Listing 1 shows a minimalist .whteko file:

<!DOCTYPE whteko PUBLIC
  "-//HREF//DTD whteko stage 2.14//Strict//EN//"
  "http://webhub.com/dtd/0214/whteko.dtd">
<whteko>

<whpage pageid="home">
<html><head>
<whdroplet name="drHeadTags" show="yes">
<title>(~pageid~)</title>
<style type="text/css">
  body { font-family:Verdana, Arial; }
</style>
</whdroplet>
</head>
<body>
<p>hello this is a page with id (~pageid~).</p>
<p>(~JUMP|home|show again~)</p>
<p>(~JUMP|clock|check server time~)</p>
</body></html>
</whpage>

<whpage pageid="clock">
<html><head>(~drHeadTags~)</head>
<body>
<p>The time on the server is
(~CentralInfo.WebTimeLocal~).</p>
<p>(~JUMP|clock|show again~)</p>
<p>(~JUMP||back home~)</p>
</body></html>
</whpage>

</whteko>

Listing 1: A WHTEKO file containing two page declarations (home and clock)

In Dreamweaver and in the WebHub editor, syntax highlighting makes the code much easier to read. Figure 3 shows a subset of Listing 1, with colors, to give you the idea.

Fig. 3: Part of listing 1, showing syntax highlighting within Dreamweaver

What to notice in listing 1:

  1. A droplet is used to define a portion of the header within the home page. The droplets are called (re-used) on the clock page.
  2. Links from one page to another are generated by the JUMP macro as needed at calculation time; see lines 27 and 28 in figure 3. When the target PageID is omitted as in line 28, the default PageID is filled in automatically.
  3. The doctype allows content to be validated by suitable programs (including Dreamweaver)
  4. Parentils surround WebHub expressions, e.g. (~pageid~) and (~drHeadTags~)

This .whteko file would be loaded by the WebHub application (compiled in Delphi), and all the content would be available for use when the web pages are served.

The relationship between EXEs and AppIDs is many-to-many. A single EXE can load many AppIDs (albeit one at a time). An AppID can be loaded by many EXE instances.

To see more examples, you may visit http://demos.href.com  where we have more than 3 dozen WebHub demos. All include full-source (Delphi code plus WHTEKO code). Please feel free to browse through them. Use the [Source] link in the page footer of each demo to explore the source code. All the "lite" demos can be loaded by whLite.exe as they all use the same basic components.

In today's world, teamwork often involves players in more than one country, with strengths in different human languages ("lingvos"). Winning web sites cater for visitors from multiple countries and provide content in more than one lingvo.

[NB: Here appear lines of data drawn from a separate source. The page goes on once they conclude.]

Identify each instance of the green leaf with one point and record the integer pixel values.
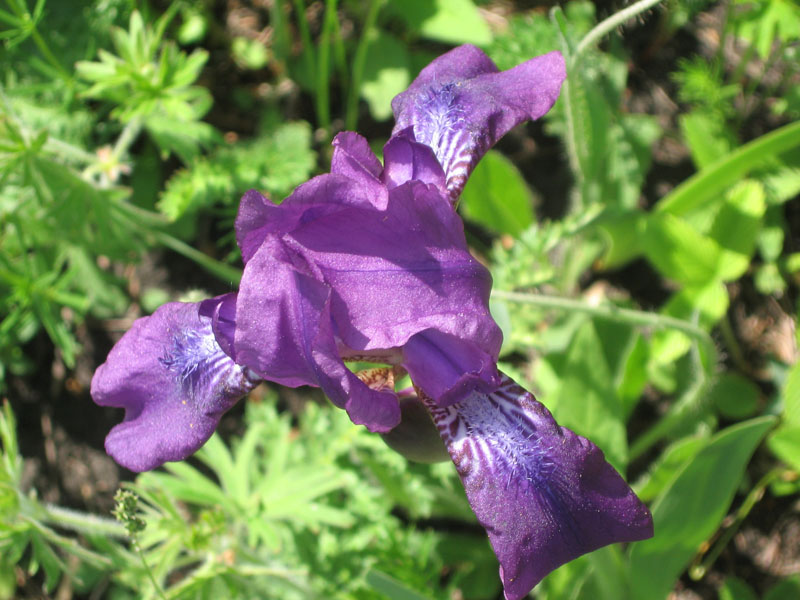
(249, 53)
(186, 139)
(791, 396)
(763, 22)
(387, 72)
(679, 252)
(734, 396)
(451, 21)
(663, 471)
(737, 226)
(587, 402)
(625, 233)
(714, 179)
(788, 589)
(391, 588)
(497, 197)
(785, 444)
(734, 588)
(707, 137)
(691, 509)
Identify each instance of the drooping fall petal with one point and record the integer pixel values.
(461, 105)
(174, 381)
(544, 494)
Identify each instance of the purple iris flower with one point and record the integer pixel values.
(370, 262)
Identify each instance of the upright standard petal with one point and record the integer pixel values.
(174, 381)
(285, 334)
(460, 105)
(406, 160)
(544, 494)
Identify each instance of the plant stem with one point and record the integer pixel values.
(82, 522)
(351, 114)
(611, 312)
(567, 97)
(147, 569)
(608, 25)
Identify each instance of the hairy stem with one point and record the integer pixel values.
(81, 522)
(608, 25)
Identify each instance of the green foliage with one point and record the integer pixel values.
(310, 506)
(497, 196)
(275, 161)
(691, 508)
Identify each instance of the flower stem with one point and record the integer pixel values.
(81, 522)
(147, 569)
(608, 25)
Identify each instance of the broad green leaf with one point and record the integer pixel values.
(587, 402)
(386, 73)
(497, 197)
(691, 509)
(452, 21)
(666, 467)
(714, 179)
(707, 137)
(625, 233)
(679, 252)
(608, 578)
(186, 139)
(736, 228)
(785, 444)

With its full Unicode support within Delphi, Delphi 2009 offers us a tremendous leg up in terms of development for such a multi-lingvo world. We definitely recommend that you use Delphi 2009 if any of your database or other source data is in Unicode format.

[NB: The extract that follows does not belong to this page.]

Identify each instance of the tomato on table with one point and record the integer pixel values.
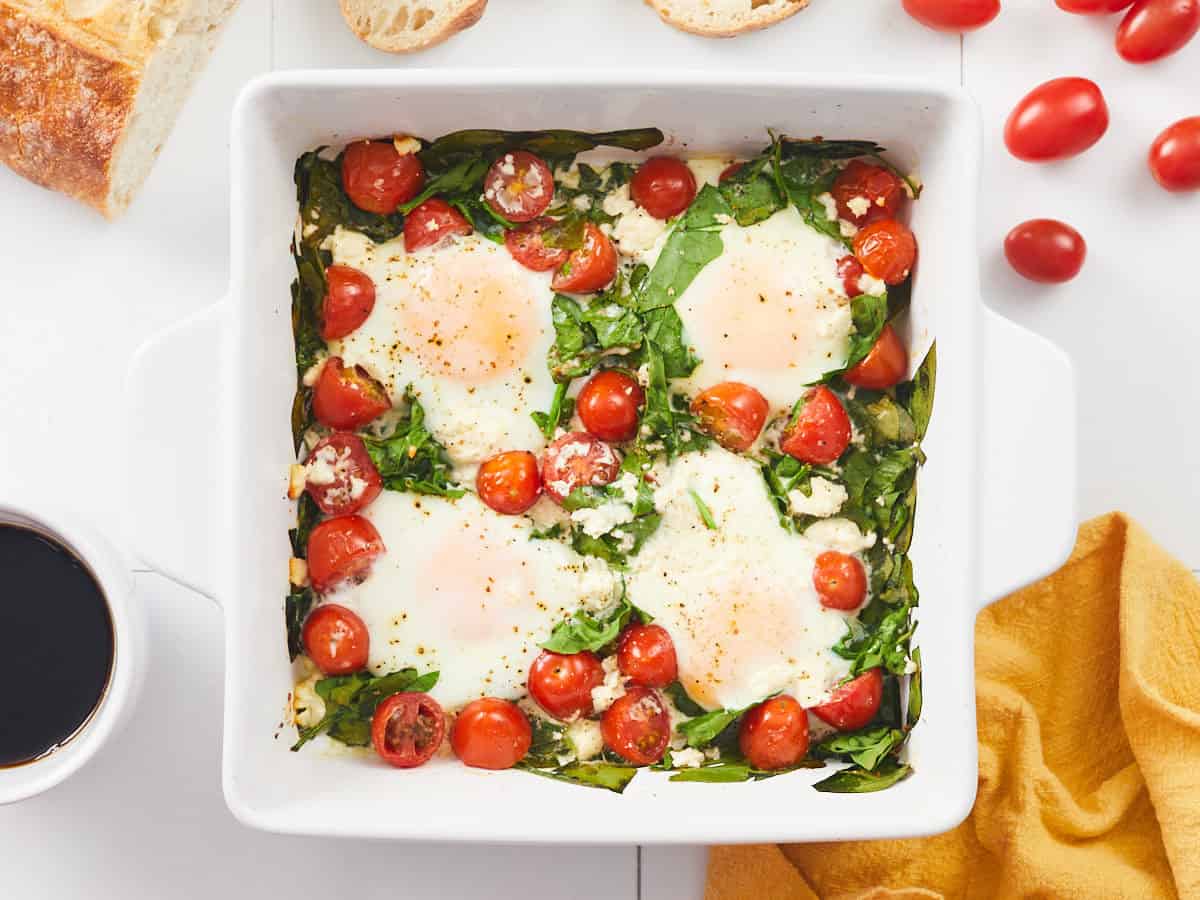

The WHTEKO files are generally in UTF-8 format; Delphi 2009 users can use UTF-16.

Regardless of Delphi version, WebHub has built-in support for translating content to multiple lingvos. This is ideally done using Dreamweaver, where a translator can set the design-lingvo to their own native lingvo and immediately see how the page would look using their wording. Even without Dreamweaver, a translator can enter translations for words, phrases and entire droplets if needed.

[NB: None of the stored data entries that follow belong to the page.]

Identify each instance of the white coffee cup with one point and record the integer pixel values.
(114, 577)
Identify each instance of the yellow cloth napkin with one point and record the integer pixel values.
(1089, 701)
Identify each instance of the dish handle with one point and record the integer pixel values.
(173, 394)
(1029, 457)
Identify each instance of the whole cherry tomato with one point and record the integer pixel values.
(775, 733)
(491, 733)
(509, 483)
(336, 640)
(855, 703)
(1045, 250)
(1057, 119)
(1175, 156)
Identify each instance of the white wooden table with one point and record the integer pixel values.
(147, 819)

On a public site, the application will operate with a default lingvo. For our sites, the default lingvo is English, so any macros or droplets which have not yet been translated will appear in English. Meanwhile all translated content will appear in the surfer's selected lingvo.

A seemingly minor but actually tremendously powerful feature of WebHub is that its expressions can be nested, to a large degree. A macro can call a droplet; the droplet can call another macro; that macro can call a web action component, which can call another macro. Thus control can go back and forth between .whteko and .pas as often as needed. Not all web artists master the concepts of dynamic content, subroutines and variables; for those that do, WebHub is an excellent fit.

Overall architecture: runner, hub, application(s)

The WebHub architecture is fairly straightforward. It consists of three moving parts: (a) a runner; (b) the hub; and (c) your application(s). See figure 4 for a diagram.

Fig. 4: WebHub architecture

The runner (yellow circle "5" in figure 4) is a small program which receives the request from the HTTP server. When used with Microsoft IIS, the runner is an ISAPI DLL; with Apache, the runner is an exe to support CGI-BIN. As new HTTP servers come on the market, we add or modify the runners to adapt to them. We have phased out the first runner from 1995, which was for the CGI-WIN interface.

The Hub (yellow-6) is the process controller. It aggregates requests from the runner(s), assigns session numbers to newly arriving surfers, and directs traffic to the least-busy application instance available to serve the request. The Hub makes WebHub scalable.

For a low-traffic web site (roughly 1 to 5 dynamic requests per 5 seconds), running one instance of your application (yellow-7) is probably sufficient. (Of course, it depends on how long your average page request takes to calculate, which often depends on the speed of your database connection. As they say, "your mileage may vary.")

For a high-traffic web site, it helps significantly to run two or more instances of your application. The Hub then directs traffic to the instance most ready to handle the request.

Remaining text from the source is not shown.